### Modeling: Predicting Median Rent from Yelp Metrics

In this section we explore options for regression models that could predict an area's median rent based on the proportion of Yelp businesses of each price tier. This section is the same as the other modeling for median rent prediction, though this section is modeling based off a dataset that was developed by sourcing surrounding Yelp businesses by location rather than pulling Yelp businesses from a pre-existing dataset. Only a one mile radius is used due to the overall better performance of one-mile radii in the previous modeling. 4-$ tier restaurants were excluded here due to rarity. Regression models explored as options are Linear Regression, LASSO, Ridge, Decision Tree Regression, and K Nearest Neighbors Regression. Metrics used for assessment are $R^2$ and RMSE. 

#### Imports 

In [1]:
import pandas as pd 
import numpy as np 

from sklearn.linear_model import LinearRegression, LassoCV, RidgeCV
from sklearn.ensemble import AdaBoostRegressor, BaggingRegressor
from sklearn.tree import DecisionTreeRegressor
from sklearn.neighbors import KNeighborsRegressor

from sklearn.metrics import mean_squared_error, r2_score
from sklearn.preprocessing import StandardScaler
from sklearn.model_selection import train_test_split, GridSearchCV

In [2]:
df = pd.read_csv("../Richard_392_dem.csv")

df = df.loc[:, ["1", "2", "3", "1p", "2p", "3p", "MEDIAN_GROSS_RENT"]]

In [3]:
df.head()

Unnamed: 0,1,2,3,1p,2p,3p,MEDIAN_GROSS_RENT
0,30,24,0,0.555556,0.444444,0.0,988
1,18,18,0,0.5,0.5,0.0,1490
2,38,110,4,0.245161,0.709677,0.025806,1576
3,6,9,0,0.4,0.6,0.0,1596
4,23,60,1,0.267442,0.697674,0.011628,1576


In [4]:
X = df.drop(columns= ["MEDIAN_GROSS_RENT"])

y = df["MEDIAN_GROSS_RENT"]


In [5]:
def ultrafit(X_train, X_test, y_train, y_test, model, grid = False, params = None): 
    
    if grid: 
        print("Gridsearching...")
        
        griddle = GridSearchCV(model, 
                               param_grid = params, 
                               cv = 5)
        griddle.fit(X_train, y_train)
        print("Model has been fit.")
        
        mod = griddle.best_estimator_ 
        
        print(f"Best Parameters: \n{griddle.best_params_}")
        
    else: 
        mod = model.fit(X_train, y_train)
        print("Model has been fit.")

    y_train_preds = mod.predict(X_train)
    y_test_preds = mod.predict(X_test)

    RMSE_train = round(mean_squared_error(y_train, y_train_preds)**0.5, 2)
    RMSE_test = round(mean_squared_error(y_test, y_test_preds)**0.5, 2)
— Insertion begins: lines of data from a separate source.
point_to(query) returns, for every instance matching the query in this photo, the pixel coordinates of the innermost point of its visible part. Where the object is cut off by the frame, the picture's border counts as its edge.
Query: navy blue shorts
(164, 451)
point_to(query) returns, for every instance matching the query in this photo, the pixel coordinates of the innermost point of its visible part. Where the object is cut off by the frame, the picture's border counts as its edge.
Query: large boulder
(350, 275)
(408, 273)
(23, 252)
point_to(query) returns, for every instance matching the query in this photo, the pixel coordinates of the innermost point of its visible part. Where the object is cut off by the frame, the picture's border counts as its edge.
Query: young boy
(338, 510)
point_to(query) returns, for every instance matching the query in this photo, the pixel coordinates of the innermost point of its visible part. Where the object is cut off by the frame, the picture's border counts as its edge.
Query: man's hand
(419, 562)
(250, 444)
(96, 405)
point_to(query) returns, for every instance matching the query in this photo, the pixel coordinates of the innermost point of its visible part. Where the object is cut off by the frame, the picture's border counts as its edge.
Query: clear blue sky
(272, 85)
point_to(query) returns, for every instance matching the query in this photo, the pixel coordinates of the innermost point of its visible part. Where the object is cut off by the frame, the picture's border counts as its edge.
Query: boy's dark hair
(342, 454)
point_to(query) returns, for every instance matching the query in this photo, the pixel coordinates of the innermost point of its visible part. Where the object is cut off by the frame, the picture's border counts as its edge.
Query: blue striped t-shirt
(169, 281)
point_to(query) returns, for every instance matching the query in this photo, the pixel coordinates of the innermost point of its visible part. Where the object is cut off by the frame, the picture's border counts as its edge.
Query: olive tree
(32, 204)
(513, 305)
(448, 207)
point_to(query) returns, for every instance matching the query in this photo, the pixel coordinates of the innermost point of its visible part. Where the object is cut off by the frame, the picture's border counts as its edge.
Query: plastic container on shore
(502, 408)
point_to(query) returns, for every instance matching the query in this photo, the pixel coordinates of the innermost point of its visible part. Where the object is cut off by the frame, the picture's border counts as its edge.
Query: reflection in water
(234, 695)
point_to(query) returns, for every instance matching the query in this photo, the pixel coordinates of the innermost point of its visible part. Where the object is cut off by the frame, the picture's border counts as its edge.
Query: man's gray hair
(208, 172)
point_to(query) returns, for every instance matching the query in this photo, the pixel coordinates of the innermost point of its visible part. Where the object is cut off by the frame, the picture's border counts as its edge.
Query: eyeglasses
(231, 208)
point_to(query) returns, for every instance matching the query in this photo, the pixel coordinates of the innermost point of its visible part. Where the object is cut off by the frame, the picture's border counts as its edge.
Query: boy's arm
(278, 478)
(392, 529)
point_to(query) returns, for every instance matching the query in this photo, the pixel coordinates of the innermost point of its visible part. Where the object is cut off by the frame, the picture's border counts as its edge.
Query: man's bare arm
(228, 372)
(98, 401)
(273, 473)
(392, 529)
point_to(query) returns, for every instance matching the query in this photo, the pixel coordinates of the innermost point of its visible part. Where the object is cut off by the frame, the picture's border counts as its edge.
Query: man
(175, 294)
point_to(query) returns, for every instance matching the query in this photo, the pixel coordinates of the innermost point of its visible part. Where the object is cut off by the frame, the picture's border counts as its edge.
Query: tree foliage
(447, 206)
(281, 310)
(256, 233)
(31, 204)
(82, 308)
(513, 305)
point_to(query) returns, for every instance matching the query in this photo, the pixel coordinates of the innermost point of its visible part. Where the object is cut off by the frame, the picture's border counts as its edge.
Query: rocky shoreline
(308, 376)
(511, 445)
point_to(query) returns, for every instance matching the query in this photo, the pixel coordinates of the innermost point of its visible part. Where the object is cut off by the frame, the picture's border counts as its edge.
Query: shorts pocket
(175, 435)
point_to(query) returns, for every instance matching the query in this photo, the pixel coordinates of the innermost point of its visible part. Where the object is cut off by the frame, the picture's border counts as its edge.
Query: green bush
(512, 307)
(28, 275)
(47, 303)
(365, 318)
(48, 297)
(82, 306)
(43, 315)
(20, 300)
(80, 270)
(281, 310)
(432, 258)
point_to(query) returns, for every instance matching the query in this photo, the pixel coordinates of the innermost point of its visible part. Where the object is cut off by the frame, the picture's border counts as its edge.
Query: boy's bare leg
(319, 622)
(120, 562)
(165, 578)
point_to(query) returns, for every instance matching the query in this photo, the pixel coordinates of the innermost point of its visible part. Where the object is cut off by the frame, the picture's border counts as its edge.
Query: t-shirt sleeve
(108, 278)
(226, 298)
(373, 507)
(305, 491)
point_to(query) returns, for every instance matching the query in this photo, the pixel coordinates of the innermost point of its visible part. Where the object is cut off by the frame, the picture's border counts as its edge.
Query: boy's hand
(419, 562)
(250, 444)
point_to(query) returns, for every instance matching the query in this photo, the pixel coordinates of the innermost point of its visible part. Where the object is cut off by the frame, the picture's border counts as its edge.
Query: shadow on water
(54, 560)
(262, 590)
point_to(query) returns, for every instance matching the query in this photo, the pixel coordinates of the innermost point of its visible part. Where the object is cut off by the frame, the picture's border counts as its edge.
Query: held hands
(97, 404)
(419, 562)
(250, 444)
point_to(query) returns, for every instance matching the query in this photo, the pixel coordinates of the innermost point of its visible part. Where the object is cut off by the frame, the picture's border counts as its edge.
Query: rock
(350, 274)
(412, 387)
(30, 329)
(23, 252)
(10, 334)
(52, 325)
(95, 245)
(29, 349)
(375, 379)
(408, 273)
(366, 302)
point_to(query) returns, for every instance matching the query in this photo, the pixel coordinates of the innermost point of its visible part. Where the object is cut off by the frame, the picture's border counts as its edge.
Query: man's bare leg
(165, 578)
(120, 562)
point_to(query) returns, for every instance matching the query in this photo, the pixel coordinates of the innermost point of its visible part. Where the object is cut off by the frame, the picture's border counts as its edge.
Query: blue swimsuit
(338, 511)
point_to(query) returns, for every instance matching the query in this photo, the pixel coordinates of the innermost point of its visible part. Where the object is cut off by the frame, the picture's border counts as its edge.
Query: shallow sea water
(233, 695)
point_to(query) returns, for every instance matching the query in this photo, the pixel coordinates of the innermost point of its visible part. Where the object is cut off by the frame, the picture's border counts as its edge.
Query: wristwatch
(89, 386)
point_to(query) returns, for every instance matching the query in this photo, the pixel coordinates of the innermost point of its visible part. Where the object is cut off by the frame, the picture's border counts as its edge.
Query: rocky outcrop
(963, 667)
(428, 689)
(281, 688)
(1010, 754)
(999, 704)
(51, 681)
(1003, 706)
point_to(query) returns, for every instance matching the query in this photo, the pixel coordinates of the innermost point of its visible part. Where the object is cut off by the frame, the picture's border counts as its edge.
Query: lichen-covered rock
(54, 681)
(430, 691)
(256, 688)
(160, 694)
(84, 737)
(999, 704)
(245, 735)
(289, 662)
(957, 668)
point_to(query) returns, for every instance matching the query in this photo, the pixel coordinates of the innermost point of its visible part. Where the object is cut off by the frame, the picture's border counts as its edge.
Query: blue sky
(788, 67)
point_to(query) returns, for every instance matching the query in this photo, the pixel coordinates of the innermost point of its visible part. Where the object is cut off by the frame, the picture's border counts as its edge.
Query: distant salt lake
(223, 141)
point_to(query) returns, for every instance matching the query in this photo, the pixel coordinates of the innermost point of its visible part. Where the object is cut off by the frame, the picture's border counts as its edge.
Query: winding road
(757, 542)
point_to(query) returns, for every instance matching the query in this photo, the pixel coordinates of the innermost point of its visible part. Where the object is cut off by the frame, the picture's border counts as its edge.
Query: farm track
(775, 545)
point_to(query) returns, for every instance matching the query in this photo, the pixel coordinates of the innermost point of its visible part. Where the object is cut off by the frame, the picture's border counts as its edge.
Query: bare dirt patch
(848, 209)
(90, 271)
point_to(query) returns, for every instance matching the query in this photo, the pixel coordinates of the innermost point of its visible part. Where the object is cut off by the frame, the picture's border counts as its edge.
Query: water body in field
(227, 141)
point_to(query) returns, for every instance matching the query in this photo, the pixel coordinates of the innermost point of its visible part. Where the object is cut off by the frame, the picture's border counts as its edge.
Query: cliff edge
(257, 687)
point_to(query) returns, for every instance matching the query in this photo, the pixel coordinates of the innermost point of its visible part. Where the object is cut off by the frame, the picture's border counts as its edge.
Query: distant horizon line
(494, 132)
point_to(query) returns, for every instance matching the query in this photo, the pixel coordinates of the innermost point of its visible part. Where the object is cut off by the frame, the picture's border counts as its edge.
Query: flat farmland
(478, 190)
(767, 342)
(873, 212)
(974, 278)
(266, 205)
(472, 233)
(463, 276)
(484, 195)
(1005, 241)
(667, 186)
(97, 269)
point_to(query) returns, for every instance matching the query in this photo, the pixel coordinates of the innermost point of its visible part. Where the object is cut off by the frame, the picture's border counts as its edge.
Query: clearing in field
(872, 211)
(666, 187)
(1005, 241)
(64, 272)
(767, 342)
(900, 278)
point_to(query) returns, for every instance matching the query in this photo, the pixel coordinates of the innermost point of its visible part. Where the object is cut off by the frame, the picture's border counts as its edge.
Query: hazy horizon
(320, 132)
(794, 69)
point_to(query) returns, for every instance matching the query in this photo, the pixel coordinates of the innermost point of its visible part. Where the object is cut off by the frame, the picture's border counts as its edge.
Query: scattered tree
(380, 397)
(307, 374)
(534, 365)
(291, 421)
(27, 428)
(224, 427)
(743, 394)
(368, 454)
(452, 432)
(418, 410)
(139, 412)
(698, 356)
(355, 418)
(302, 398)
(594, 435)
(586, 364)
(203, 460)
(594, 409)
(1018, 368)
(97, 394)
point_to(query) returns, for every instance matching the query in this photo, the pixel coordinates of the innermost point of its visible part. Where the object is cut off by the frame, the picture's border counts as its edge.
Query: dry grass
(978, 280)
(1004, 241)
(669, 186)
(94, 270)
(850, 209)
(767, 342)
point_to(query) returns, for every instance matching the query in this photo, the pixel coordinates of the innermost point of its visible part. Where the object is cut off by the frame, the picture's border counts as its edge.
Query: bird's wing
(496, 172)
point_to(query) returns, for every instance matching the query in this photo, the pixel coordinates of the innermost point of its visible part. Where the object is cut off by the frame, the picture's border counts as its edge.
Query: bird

    r2_train = r2_score(y_train, y_train_preds)
    r2_test = r2_score(y_test, y_test_preds)
    
    print("----")
    print("Metrics:")
    print(f"Train RMSE = {RMSE_train} \nTest RMSE = {RMSE_test}")
    print("----")
    print(f"Train R2 score = {r2_train} \nTest R2 score = {r2_test}")
    
    return mod, RMSE_train, RMSE_test, r2_train, r2_test
    

#### Train/Test Split 

In [6]:
X_train, X_test, y_train, y_test = train_test_split(X, y, test_size = 0.3, random_state = 42)

In [7]:
rmse_train = []
rmse_test = []
r2_train = []
r2_test = []

#### Model: Linear Regression

In [8]:
lr_one, rmse_tr, rmse_te, r2_tr, r2_te = ultrafit(X_train, X_test, y_train, 
                                                  y_test, LinearRegression())

rmse_train.append(rmse_tr)
rmse_test.append(rmse_te)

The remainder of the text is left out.